Oui, vous y gagnerez. J’ai fait un petit calcul en moi-même, de tous les frais de la justice ; et j’ai trouvé qu’en donnant deux cents pistoles à votre homme, vous en aurez de reste, pour le moins, cent cinquante, sans compter les soins, les pas et les chagrins que vous épargnerez.

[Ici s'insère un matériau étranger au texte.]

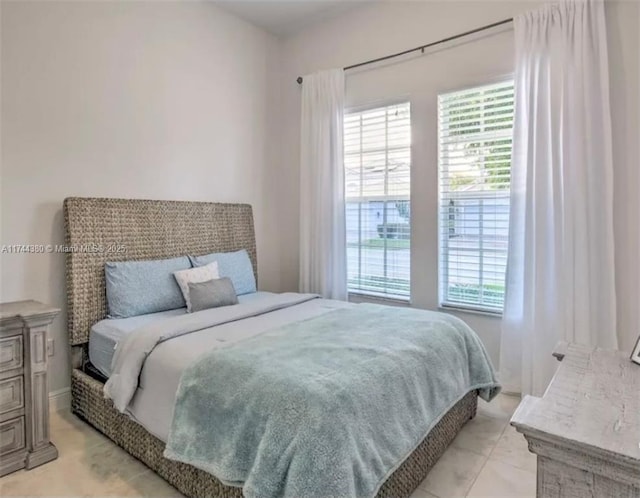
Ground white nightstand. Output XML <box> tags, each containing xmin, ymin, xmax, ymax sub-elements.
<box><xmin>0</xmin><ymin>301</ymin><xmax>60</xmax><ymax>476</ymax></box>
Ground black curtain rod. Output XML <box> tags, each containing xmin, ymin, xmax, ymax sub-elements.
<box><xmin>296</xmin><ymin>18</ymin><xmax>513</xmax><ymax>85</ymax></box>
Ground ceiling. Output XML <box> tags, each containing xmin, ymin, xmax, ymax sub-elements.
<box><xmin>215</xmin><ymin>0</ymin><xmax>364</xmax><ymax>36</ymax></box>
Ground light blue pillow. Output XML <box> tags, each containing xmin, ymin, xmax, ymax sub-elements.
<box><xmin>189</xmin><ymin>249</ymin><xmax>257</xmax><ymax>296</ymax></box>
<box><xmin>104</xmin><ymin>256</ymin><xmax>191</xmax><ymax>318</ymax></box>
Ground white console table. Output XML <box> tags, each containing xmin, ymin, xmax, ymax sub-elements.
<box><xmin>511</xmin><ymin>344</ymin><xmax>640</xmax><ymax>498</ymax></box>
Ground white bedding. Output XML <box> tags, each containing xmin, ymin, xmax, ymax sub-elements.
<box><xmin>89</xmin><ymin>292</ymin><xmax>272</xmax><ymax>378</ymax></box>
<box><xmin>119</xmin><ymin>292</ymin><xmax>353</xmax><ymax>442</ymax></box>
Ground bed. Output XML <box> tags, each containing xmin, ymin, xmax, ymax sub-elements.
<box><xmin>64</xmin><ymin>198</ymin><xmax>496</xmax><ymax>498</ymax></box>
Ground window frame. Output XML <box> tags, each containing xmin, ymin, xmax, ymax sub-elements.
<box><xmin>342</xmin><ymin>95</ymin><xmax>413</xmax><ymax>305</ymax></box>
<box><xmin>436</xmin><ymin>80</ymin><xmax>516</xmax><ymax>317</ymax></box>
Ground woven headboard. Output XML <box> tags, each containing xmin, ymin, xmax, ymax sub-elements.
<box><xmin>64</xmin><ymin>197</ymin><xmax>257</xmax><ymax>346</ymax></box>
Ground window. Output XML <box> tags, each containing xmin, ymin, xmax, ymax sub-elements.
<box><xmin>438</xmin><ymin>81</ymin><xmax>514</xmax><ymax>313</ymax></box>
<box><xmin>344</xmin><ymin>102</ymin><xmax>411</xmax><ymax>300</ymax></box>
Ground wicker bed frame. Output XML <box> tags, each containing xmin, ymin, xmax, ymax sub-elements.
<box><xmin>64</xmin><ymin>198</ymin><xmax>477</xmax><ymax>498</ymax></box>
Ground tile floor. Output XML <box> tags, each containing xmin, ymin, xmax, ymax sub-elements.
<box><xmin>0</xmin><ymin>395</ymin><xmax>536</xmax><ymax>498</ymax></box>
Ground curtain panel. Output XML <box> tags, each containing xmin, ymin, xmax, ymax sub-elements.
<box><xmin>500</xmin><ymin>0</ymin><xmax>617</xmax><ymax>395</ymax></box>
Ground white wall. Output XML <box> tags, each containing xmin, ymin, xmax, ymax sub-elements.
<box><xmin>277</xmin><ymin>1</ymin><xmax>640</xmax><ymax>362</ymax></box>
<box><xmin>0</xmin><ymin>2</ymin><xmax>280</xmax><ymax>391</ymax></box>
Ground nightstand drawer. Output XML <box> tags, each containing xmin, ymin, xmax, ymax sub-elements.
<box><xmin>0</xmin><ymin>335</ymin><xmax>22</xmax><ymax>372</ymax></box>
<box><xmin>0</xmin><ymin>375</ymin><xmax>24</xmax><ymax>414</ymax></box>
<box><xmin>0</xmin><ymin>417</ymin><xmax>24</xmax><ymax>455</ymax></box>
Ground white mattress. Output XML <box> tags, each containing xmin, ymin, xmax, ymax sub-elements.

Quand il n’y auroit à essuyer que les sottises que disent devant tout le monde de méchants plaisants d’avocats, j’aimerais mieux donner trois cents pistoles, que de plaider.

Argante.

Je me moque de cela, et je défie les avocats de rien dire de moi.

Scapin.

Vous ferez ce qu’il vous plaira, mais si j’étois que de vous, je fuirois les procès.

Argante.

Je ne donnerai point deux cents pistoles.

Scapin.

Voici l’homme dont il s’agit[5].


Scène IX.

ARGANTE, SCAPIN, SYLVESTRE, déguisé en spadassin.
Sylvestre.

Scapin, faites-moi connoître un peu cet Argante qui est père d’Octave.

Scapin.

Pourquoi, Monsieur ?

Sylvestre.

Je viens d’apprendre qu’il veut me mettre en procès, et faire rompre par justice le mariage de ma sœur.

Scapin.

Je ne sais pas s’il a cette pensée ; mais il ne veut point consentir aux deux cents pistoles que vous voulez ; et il dit que c’est trop.

Sylvestre.

Par la mort ! par la tête ! par le ventre ! si je le trouve, je le veux échiner, dussé-je être roué tout vif.

(Argante, pour n’être point vu, se tient en tremblant derrière Scapin.)
Scapin.

Monsieur, ce père d’Octave a du cœur, et peut-être ne vous craindra-t-il point.

Sylvestre.

Lui, lui ? Par le sang ! par la tête ! s’il était là, je lui donnerais tout à l’heure de l’épée dans le ventre. (Apercevant Argante.) Qui est cet homme-là ?

Scapin.

Ce n’est pas lui, monsieur ; ce n’est pas lui.

Sylvestre.

N’est-ce point quelqu’un de ses amis ?

Scapin.

Non, monsieur ; au contraire, c’est son ennemi capital.

Sylvestre.

Son ennemi capital ?

Scapin.

Oui.

Sylvestre.

Ah ! parbleu, j’en suis ravi. (À Argante.) Vous êtes ennemi, Monsieur, de ce faquin d’Argante ? Hé ?

Scapin.

Oui, oui ; je vous en réponds.

Sylvestre, secouant rudement la main d’Argante.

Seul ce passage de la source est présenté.